Assignment 4: Enron Email Corpus

Sarah Poon
Hong Qu
11/19/04

Assignment 4: Enron Email Corpus - Entity Recognizer Tool and Interface

We devised a natural language processing (NLP) procedure to text mine the Enron email corpus. Our goal is to uncover how Enron executives tried to persuade government regulators that their activities were in public’s best interest. To accomplish this, we isolated a subset of the corpus by applying a full text search using the keywords “talking points.” (A talking point is defined in the dictionary as “an especially persuasive point helping to support an argument or discussion.”[1]) We suspect that these messages are filled with opinions and viewpoints that reveal the writers’ thought process in formulating Enron’s strategy and tactics for dealing with regulatory barriers.[2]

In this “talking points” collection we found passages with striking language that expose the writer’s intention to craft arguments for furthering Enron’s agenda. For instance, in one email Enron’s government affairs executive Jeff Dasovich writes:

From:

To:

Subject: Re: Lay/Skilling Talking Points for Bush Admin Meetings and Calls

Two additional, minor points:

Nice job of pointing to FERC leadership on 636 under Bush senior. If memory serves, I believe that Bush Sr. also signed the 1992 Energy Policy Act. EPAct is arguably one of the most important pieces of energy legislation in a generation---might want to allude to it, and signal the need to take the next important steps (which are described well in subsequent bullet points) to finish the job--which is far from finished.

We (rightly) say price caps are ill-advised, but don't follow with the alternative (though the points, when taken together, comprise it). Might want to add a bullet after "price caps are bad" that says something like, "The most effective way to lower prices is site and build more generation and more transmission and end the ability that tx owners currently have to unfairly block the flow of electrons in interstate commerce."

Talking points look great.

Best,

Jeff

This message refers to an attachment that contains the actual talking points document. To our disappointment, these attachment files are missing from the corpus, leaving us with many emails with minimal text such as “Please find attached the offer talking points for Linda we discussed.” The revelations would be more extensive if we could analyze the text contained in these attachments; yet the current corpus does not support the processing of files attachment.

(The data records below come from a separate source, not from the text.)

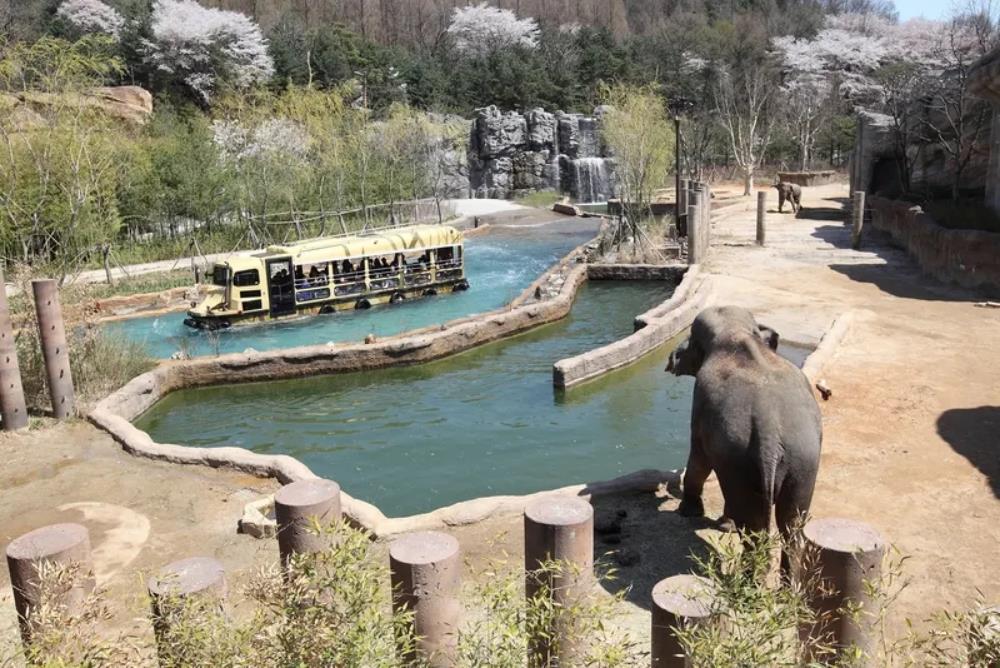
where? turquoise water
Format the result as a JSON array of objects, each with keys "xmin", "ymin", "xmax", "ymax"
[
  {"xmin": 106, "ymin": 224, "xmax": 596, "ymax": 359},
  {"xmin": 137, "ymin": 280, "xmax": 693, "ymax": 516}
]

Realizing that this collection of talking point emails would refer to key organizations (regulatory agencies and business partner) in the Enron scandal, we utilized a Java based name entity recognizer (NER) developed by Wei Li[3] to extract organization names from these messages. We chose entities that are of the type organizations because Enron had to win over regulators to their way of thinking.

After generating the list of entities, we ranked the organization according to the frequency in which they are mentioned. For example, the FERC was mentioned 74 times in the “talking points” collection, which indicates that it was a high priority for Enron staff. This ranking technique enabled us to apply a computational method to intelligently zone in on organizations that Enron executives were trying to sway.

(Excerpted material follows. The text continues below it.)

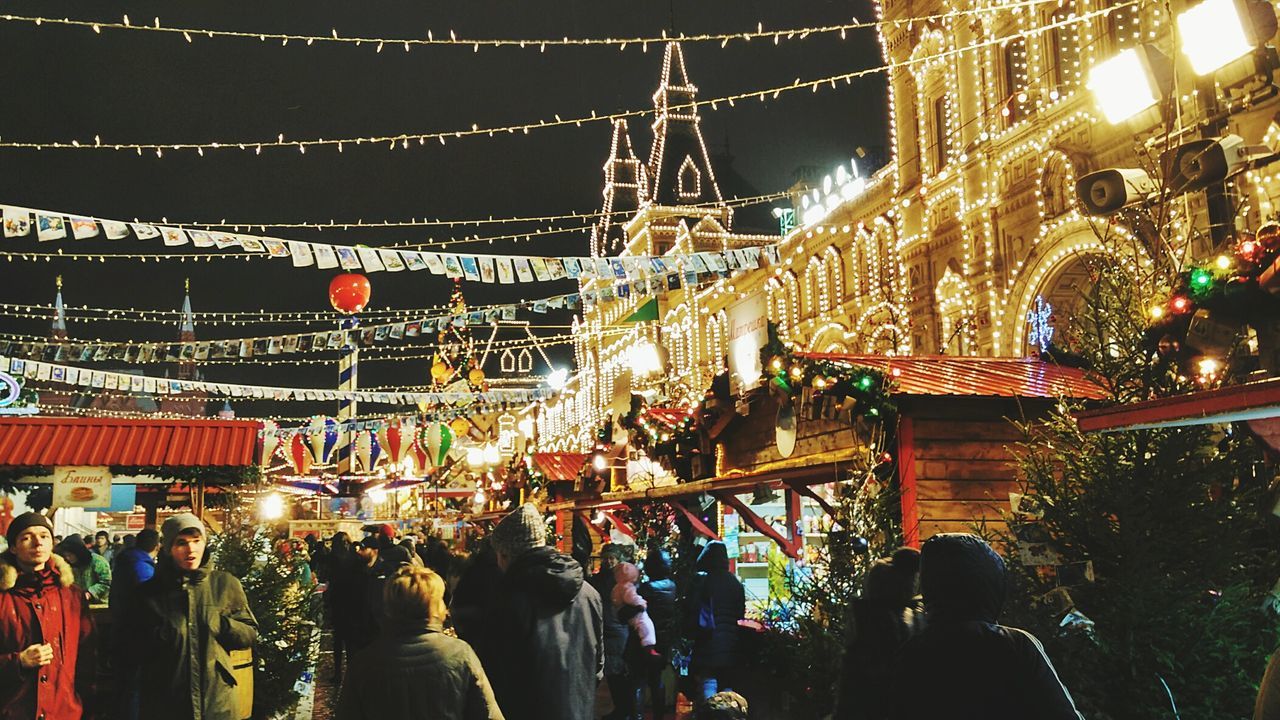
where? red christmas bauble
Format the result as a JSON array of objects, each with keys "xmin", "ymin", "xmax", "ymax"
[{"xmin": 329, "ymin": 273, "xmax": 372, "ymax": 315}]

From this list of organization entities, we parsed the emails to produce a view of the entities in context. In other words, the user can click on an entity to read all the context around that entity. This keyword in context view gives investigators a sense of what the email message is saying about the organizations. One note about this view is that since many emails repeat the same sentence—a result of forwarding or including the original message in the reply—we do not show repeats of the same sentence.

Figure 1: Diagram of procedure for determining and presenting regulatory organizations mentioned in email messages in order to reveal Enron’s strategy for dealing with regulators.

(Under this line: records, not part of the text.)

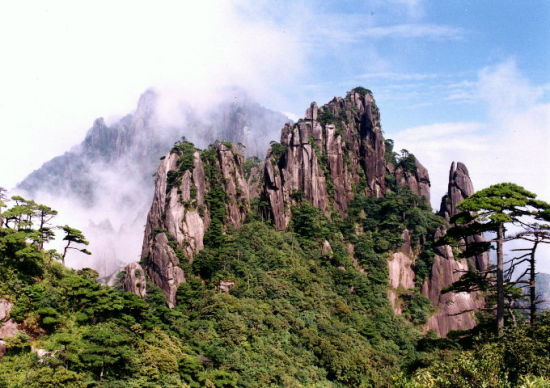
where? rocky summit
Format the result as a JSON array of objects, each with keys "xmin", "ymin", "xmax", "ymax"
[{"xmin": 138, "ymin": 88, "xmax": 488, "ymax": 336}]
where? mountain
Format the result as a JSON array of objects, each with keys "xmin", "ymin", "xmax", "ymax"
[
  {"xmin": 0, "ymin": 88, "xmax": 550, "ymax": 388},
  {"xmin": 135, "ymin": 88, "xmax": 487, "ymax": 336},
  {"xmin": 17, "ymin": 89, "xmax": 288, "ymax": 275},
  {"xmin": 536, "ymin": 272, "xmax": 550, "ymax": 310}
]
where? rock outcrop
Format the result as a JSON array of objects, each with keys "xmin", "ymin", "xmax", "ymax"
[
  {"xmin": 0, "ymin": 298, "xmax": 19, "ymax": 359},
  {"xmin": 395, "ymin": 158, "xmax": 431, "ymax": 204},
  {"xmin": 141, "ymin": 142, "xmax": 250, "ymax": 307},
  {"xmin": 422, "ymin": 162, "xmax": 488, "ymax": 337},
  {"xmin": 121, "ymin": 263, "xmax": 147, "ymax": 298},
  {"xmin": 262, "ymin": 88, "xmax": 386, "ymax": 230},
  {"xmin": 439, "ymin": 162, "xmax": 489, "ymax": 271},
  {"xmin": 142, "ymin": 88, "xmax": 488, "ymax": 336}
]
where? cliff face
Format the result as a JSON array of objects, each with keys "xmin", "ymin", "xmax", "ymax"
[
  {"xmin": 141, "ymin": 142, "xmax": 250, "ymax": 306},
  {"xmin": 263, "ymin": 89, "xmax": 386, "ymax": 230},
  {"xmin": 142, "ymin": 88, "xmax": 487, "ymax": 336},
  {"xmin": 17, "ymin": 90, "xmax": 288, "ymax": 277},
  {"xmin": 422, "ymin": 162, "xmax": 489, "ymax": 336}
]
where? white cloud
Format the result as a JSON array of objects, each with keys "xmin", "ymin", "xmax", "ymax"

In summary, we came up with a four-step procedure for isolating and presenting email content that reveal Enron’s tactics for influencing regulators. First we generated a subset of the corpus by searching for messages that contain the keyword “talking points.” Then we applied a name entity recognizer algorithm to tag the organizations. Of these organizations, we picked the most frequently mentioned regulatory bodies. These entities by themselves didn’t convey much information, s we parsed the email text to show keyword in context. Furthermore, we manually created a table of acronym definitions to explain the role these regulatory bodies play in relationship to Enron. Finally, we added a link after the keyword in context view that allows the user to read the entire message.

Thus, we combined NLP processing with information retrieval design to generate a powerful tool for investigators to explore the Enron email corpus using a text mining tool based on semantic entities. In the future, we hope to create interfaces for end users to control the keywords by which they build sub-collections. In addition, they should control the type of entities and the specific entities by which they want to mine the text to generate keyword in context views. This NLP tool brings critical names and organizations to the attention of the investigator who might otherwise overlooked them.

[1] http://www.hyperdictionary.com/dictionary/talking+point

[2] Run a live demo of the entity recognizer tool at http://www.sims.berkeley.edu/~sspoon/nlp/orgs.html

[3] http://ciir.cs.umass.edu/%7Eweili/research.html